2)  No fluff.  This is not TMZ Golf Edition.  I shall avoid gossip-y blather about professional golfers, their equipment contracts, where they live in Orlando, any of that “What’s In The Bag” stuff, what car(s) they own, what management company squabble they’re in, what their non-golf hobbies are, who their caddy is/was/might be next, or their cat’s maiden name.  I couldn’t care less what they are paid to play, or how their marriages are working out, or any combination thereof.  I DO, however, reserve the right to comment on particularly appalling clothing choices.

3)  No @#$%.  Cursing will be avoided with a Flanders-like focus.  The Interwebs have enough cursing and coarseness (if you don’t believe me, let me be the first to welcome you here on your first day, ever, online; thanks for stopping by), and, while I am fully-trained and accredited in this area, the simple fact is it’s unnecessary.

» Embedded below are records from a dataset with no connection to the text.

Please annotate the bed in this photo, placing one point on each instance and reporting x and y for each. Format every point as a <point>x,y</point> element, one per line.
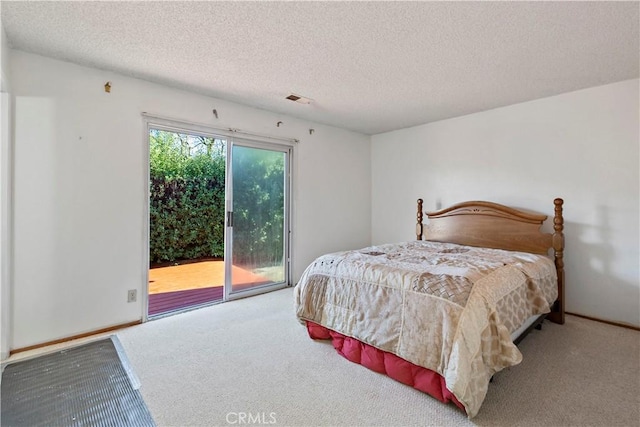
<point>442,313</point>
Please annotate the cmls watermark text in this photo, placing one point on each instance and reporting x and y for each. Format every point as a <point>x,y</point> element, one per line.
<point>245,418</point>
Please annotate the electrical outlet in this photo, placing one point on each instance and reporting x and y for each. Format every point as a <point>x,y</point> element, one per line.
<point>132,295</point>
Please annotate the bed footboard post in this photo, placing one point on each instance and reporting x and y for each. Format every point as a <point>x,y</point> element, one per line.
<point>557,312</point>
<point>419,219</point>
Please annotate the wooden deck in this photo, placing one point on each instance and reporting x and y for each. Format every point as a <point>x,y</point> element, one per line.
<point>179,287</point>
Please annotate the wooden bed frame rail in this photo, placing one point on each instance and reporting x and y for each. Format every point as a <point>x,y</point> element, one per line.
<point>491,225</point>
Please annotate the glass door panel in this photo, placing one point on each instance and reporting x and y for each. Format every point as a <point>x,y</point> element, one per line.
<point>259,217</point>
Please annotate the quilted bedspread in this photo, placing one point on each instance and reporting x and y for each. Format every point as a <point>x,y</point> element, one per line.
<point>445,307</point>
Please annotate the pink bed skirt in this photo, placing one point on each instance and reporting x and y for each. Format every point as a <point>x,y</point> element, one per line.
<point>389,364</point>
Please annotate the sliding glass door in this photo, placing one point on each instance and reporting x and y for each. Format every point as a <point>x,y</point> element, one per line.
<point>218,212</point>
<point>257,217</point>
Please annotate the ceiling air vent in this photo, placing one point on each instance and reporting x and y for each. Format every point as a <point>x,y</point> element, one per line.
<point>299,99</point>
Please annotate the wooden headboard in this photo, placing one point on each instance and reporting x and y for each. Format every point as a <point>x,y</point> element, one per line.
<point>491,225</point>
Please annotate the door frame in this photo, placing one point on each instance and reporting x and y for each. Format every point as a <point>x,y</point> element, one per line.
<point>229,294</point>
<point>230,135</point>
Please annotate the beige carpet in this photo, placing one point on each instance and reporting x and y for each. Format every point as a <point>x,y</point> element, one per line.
<point>251,359</point>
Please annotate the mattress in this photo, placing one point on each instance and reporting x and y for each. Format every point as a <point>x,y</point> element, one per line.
<point>445,307</point>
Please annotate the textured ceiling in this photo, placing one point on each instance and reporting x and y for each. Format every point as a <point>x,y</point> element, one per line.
<point>368,66</point>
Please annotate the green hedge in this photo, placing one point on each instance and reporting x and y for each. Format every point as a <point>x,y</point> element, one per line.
<point>187,201</point>
<point>186,218</point>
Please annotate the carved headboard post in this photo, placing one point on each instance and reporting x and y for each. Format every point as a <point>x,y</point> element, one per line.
<point>419,219</point>
<point>557,313</point>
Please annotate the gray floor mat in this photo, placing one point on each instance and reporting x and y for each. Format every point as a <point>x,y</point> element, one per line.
<point>80,386</point>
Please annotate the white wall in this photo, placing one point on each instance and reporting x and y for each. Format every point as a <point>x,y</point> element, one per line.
<point>80,190</point>
<point>582,146</point>
<point>5,195</point>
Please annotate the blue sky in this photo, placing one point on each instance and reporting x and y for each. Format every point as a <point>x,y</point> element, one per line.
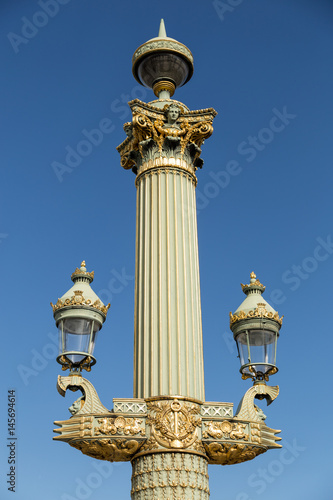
<point>264,203</point>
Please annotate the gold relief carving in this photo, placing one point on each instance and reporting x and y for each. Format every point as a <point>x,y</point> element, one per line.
<point>228,454</point>
<point>199,447</point>
<point>113,450</point>
<point>149,444</point>
<point>78,300</point>
<point>152,125</point>
<point>173,424</point>
<point>120,425</point>
<point>255,433</point>
<point>259,312</point>
<point>225,430</point>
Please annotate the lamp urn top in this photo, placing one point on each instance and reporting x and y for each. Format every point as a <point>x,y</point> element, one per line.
<point>254,306</point>
<point>162,63</point>
<point>80,298</point>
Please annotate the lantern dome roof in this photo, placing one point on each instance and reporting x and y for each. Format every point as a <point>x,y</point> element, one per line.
<point>254,306</point>
<point>81,296</point>
<point>162,59</point>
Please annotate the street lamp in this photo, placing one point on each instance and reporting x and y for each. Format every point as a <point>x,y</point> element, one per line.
<point>79,315</point>
<point>255,325</point>
<point>168,431</point>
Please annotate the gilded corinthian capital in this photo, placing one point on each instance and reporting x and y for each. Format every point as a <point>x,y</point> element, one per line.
<point>169,132</point>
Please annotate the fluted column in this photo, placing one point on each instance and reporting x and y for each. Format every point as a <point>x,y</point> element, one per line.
<point>168,355</point>
<point>172,476</point>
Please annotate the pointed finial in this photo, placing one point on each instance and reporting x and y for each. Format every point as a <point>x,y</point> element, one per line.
<point>162,32</point>
<point>253,277</point>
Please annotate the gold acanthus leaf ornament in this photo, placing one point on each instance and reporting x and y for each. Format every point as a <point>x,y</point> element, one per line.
<point>233,453</point>
<point>78,300</point>
<point>225,430</point>
<point>119,425</point>
<point>258,312</point>
<point>113,450</point>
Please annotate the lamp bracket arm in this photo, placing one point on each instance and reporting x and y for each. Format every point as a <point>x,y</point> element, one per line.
<point>247,410</point>
<point>92,403</point>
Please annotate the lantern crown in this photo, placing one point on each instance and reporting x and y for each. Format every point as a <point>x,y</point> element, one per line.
<point>162,64</point>
<point>254,306</point>
<point>81,296</point>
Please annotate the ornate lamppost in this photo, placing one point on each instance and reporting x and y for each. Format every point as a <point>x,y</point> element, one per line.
<point>167,430</point>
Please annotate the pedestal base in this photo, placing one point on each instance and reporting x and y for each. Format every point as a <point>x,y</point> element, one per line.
<point>170,476</point>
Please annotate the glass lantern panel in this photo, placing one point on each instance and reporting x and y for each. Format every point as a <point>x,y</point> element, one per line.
<point>257,346</point>
<point>76,334</point>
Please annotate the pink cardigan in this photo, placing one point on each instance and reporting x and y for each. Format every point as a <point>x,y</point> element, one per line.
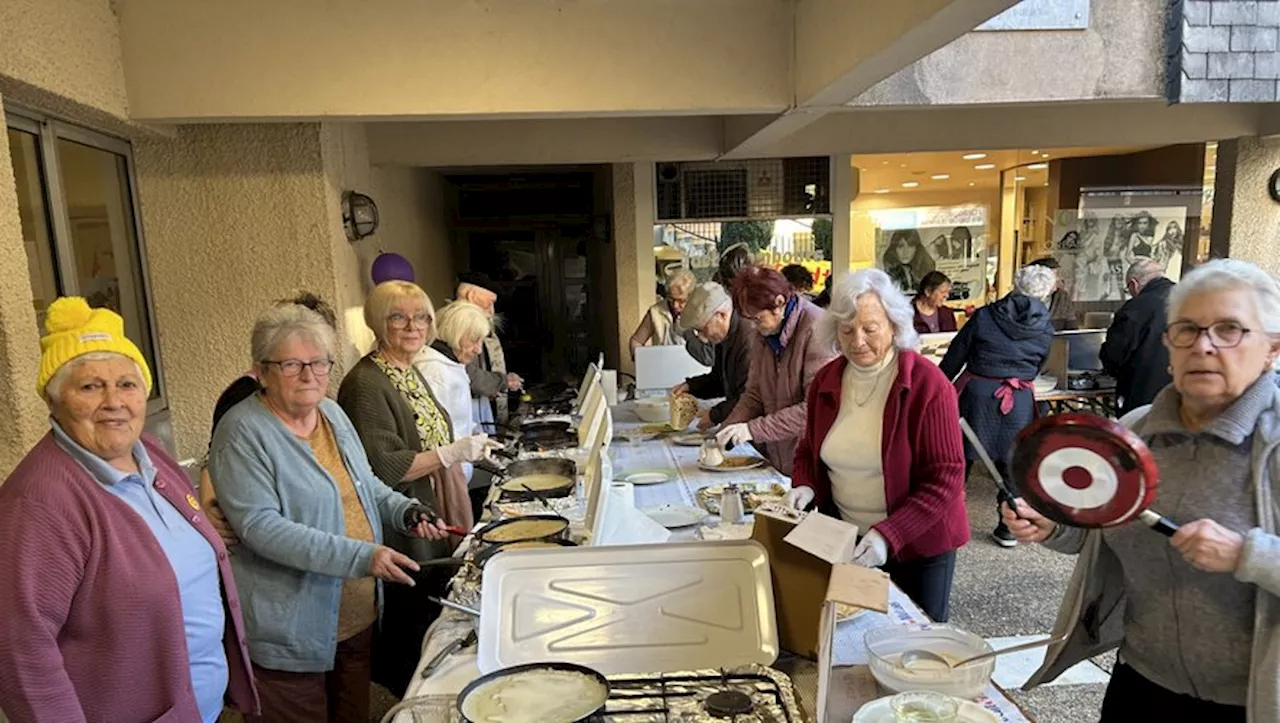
<point>90,618</point>
<point>773,402</point>
<point>922,454</point>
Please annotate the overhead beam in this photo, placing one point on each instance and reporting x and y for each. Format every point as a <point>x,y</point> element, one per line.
<point>1121,123</point>
<point>844,47</point>
<point>566,141</point>
<point>236,60</point>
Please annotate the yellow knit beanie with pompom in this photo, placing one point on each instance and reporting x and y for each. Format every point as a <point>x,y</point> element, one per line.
<point>72,329</point>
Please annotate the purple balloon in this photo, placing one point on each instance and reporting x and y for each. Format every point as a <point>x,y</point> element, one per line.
<point>392,268</point>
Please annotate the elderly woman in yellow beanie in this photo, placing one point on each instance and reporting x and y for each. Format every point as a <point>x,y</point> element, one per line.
<point>117,595</point>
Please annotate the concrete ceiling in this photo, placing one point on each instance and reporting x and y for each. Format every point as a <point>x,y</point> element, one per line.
<point>956,170</point>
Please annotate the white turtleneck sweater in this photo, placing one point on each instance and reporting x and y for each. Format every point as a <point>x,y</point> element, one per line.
<point>851,451</point>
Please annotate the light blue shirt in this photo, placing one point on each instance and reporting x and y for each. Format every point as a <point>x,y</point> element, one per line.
<point>191,558</point>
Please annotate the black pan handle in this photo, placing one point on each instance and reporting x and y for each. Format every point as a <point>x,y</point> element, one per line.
<point>1159,522</point>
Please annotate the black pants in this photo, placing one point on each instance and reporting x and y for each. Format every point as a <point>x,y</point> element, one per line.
<point>927,581</point>
<point>406,614</point>
<point>1133,698</point>
<point>1001,498</point>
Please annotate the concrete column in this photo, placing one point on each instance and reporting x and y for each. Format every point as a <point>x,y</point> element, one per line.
<point>844,190</point>
<point>21,410</point>
<point>1246,219</point>
<point>632,242</point>
<point>1010,225</point>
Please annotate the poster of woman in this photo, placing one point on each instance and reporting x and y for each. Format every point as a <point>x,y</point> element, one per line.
<point>1096,248</point>
<point>951,239</point>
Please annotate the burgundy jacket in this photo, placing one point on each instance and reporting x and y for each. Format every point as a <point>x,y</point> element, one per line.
<point>91,623</point>
<point>776,385</point>
<point>922,452</point>
<point>946,320</point>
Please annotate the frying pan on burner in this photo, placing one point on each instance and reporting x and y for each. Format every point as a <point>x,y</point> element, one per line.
<point>1087,471</point>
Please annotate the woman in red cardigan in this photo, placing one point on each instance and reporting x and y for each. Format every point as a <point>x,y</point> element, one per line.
<point>882,445</point>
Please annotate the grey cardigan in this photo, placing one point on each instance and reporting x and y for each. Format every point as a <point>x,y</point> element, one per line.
<point>287,511</point>
<point>1092,612</point>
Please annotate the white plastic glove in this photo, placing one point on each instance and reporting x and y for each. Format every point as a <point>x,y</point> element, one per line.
<point>800,498</point>
<point>466,449</point>
<point>734,435</point>
<point>872,552</point>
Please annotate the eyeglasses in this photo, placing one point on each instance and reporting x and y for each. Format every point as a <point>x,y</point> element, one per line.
<point>398,321</point>
<point>293,367</point>
<point>758,319</point>
<point>1221,334</point>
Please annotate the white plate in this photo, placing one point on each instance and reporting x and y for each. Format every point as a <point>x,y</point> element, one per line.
<point>755,462</point>
<point>672,516</point>
<point>647,477</point>
<point>881,712</point>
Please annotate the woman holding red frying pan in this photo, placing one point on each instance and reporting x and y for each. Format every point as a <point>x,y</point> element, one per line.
<point>1196,616</point>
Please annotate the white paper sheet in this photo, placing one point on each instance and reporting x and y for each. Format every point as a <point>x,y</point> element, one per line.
<point>824,538</point>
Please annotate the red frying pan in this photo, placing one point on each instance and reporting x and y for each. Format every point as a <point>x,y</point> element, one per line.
<point>1087,471</point>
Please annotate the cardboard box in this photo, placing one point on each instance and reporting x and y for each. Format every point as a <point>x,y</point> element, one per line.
<point>800,581</point>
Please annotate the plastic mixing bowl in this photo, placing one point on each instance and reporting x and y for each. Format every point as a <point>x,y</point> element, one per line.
<point>886,645</point>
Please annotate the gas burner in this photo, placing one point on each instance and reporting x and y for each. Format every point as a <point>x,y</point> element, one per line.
<point>728,704</point>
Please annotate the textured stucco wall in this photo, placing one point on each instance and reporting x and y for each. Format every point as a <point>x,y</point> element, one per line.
<point>234,218</point>
<point>411,223</point>
<point>346,168</point>
<point>237,216</point>
<point>1119,56</point>
<point>632,245</point>
<point>291,58</point>
<point>1255,216</point>
<point>411,206</point>
<point>19,351</point>
<point>67,47</point>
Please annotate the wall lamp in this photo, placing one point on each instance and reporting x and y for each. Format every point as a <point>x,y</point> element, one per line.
<point>359,215</point>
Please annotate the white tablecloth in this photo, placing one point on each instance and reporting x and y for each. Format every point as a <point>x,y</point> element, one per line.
<point>854,680</point>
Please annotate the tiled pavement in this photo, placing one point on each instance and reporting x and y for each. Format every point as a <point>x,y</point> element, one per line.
<point>1015,593</point>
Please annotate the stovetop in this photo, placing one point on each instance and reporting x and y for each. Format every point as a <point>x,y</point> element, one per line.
<point>753,694</point>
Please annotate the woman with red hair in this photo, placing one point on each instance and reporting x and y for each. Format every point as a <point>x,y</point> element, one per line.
<point>785,358</point>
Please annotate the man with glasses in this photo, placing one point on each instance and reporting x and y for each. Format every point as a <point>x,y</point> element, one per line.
<point>711,317</point>
<point>1133,352</point>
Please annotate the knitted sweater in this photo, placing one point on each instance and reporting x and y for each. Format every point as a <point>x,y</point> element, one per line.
<point>91,626</point>
<point>773,402</point>
<point>385,425</point>
<point>923,458</point>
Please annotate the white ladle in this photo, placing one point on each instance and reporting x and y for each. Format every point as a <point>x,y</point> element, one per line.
<point>927,659</point>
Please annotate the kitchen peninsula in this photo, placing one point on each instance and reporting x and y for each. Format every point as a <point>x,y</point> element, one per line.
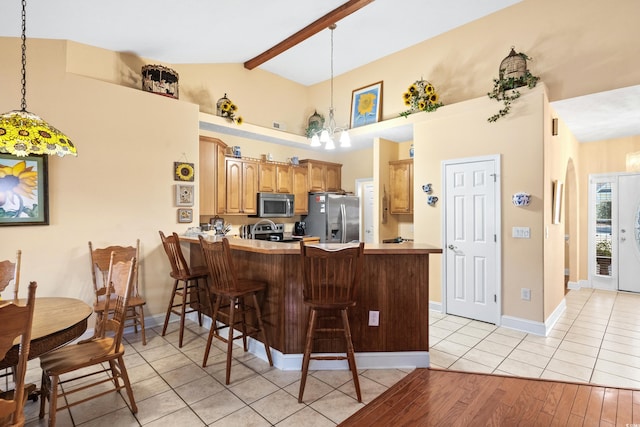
<point>395,283</point>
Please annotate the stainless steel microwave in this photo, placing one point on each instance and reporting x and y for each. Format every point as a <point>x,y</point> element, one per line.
<point>275,205</point>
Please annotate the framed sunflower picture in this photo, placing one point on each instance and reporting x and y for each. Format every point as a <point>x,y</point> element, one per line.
<point>366,105</point>
<point>24,192</point>
<point>183,171</point>
<point>184,195</point>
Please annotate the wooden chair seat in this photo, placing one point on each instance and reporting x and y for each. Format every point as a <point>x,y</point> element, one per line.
<point>16,322</point>
<point>100,258</point>
<point>330,279</point>
<point>234,299</point>
<point>186,286</point>
<point>89,366</point>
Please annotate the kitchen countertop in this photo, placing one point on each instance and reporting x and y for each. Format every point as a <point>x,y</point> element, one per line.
<point>263,246</point>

4)  I reserve the right to ignore any of the above at any time.  They’re goals, not rules.  This isn’t Russia, Danny.

What WILL Be Here:

So what does that leave us?  The rest of golf.  Opinions and stories and commentary.  Golf caps, yes.  I have a few of them.  Equipment preferences.  Commentary on televised golf.  Opinions on courses I’ve played.  Favorite tournaments.  Amateur golf.  Caddies and caddying.  LARGE golf issues involving august and important governing bodies.  Books/authors I like.  On the rare chance I find a video or external content I am particularly entertained by I may share that with you, too.  Pretty much anything golf-related that I feel like spouting off about, really.  You get the idea.  You’re operating a computer and can read, so I don’t feel compelled to explain further.

There will be Comment functionality, allegedly.  Should you agree or disagree with my opinion(s), feel free to comment in a civil manner.  Assuming the comment functionality has any.  (This is my somewhat passive-aggressive way of telling you I will moderate the Comments at my sole discretion.)  There are many ways to play this very individualistic game, and who am I to tell you what to do.   I’m just trying to share what I do and what I know and what I like.

One final note on viewpoint.  My username is Luddite for a reason.  I have come grudgingly along with the technology in golf, and, while I believe some advancements have made the game better (eg softspikes), personally I believe many have not (and many have taken something simple and just made it more expensive.)  I’m not saying I want to play hickory shafts and gutta percha, but just because technology makes something possible doesn’t mean you should do it.

And with that, Welcome to Custom Grinds.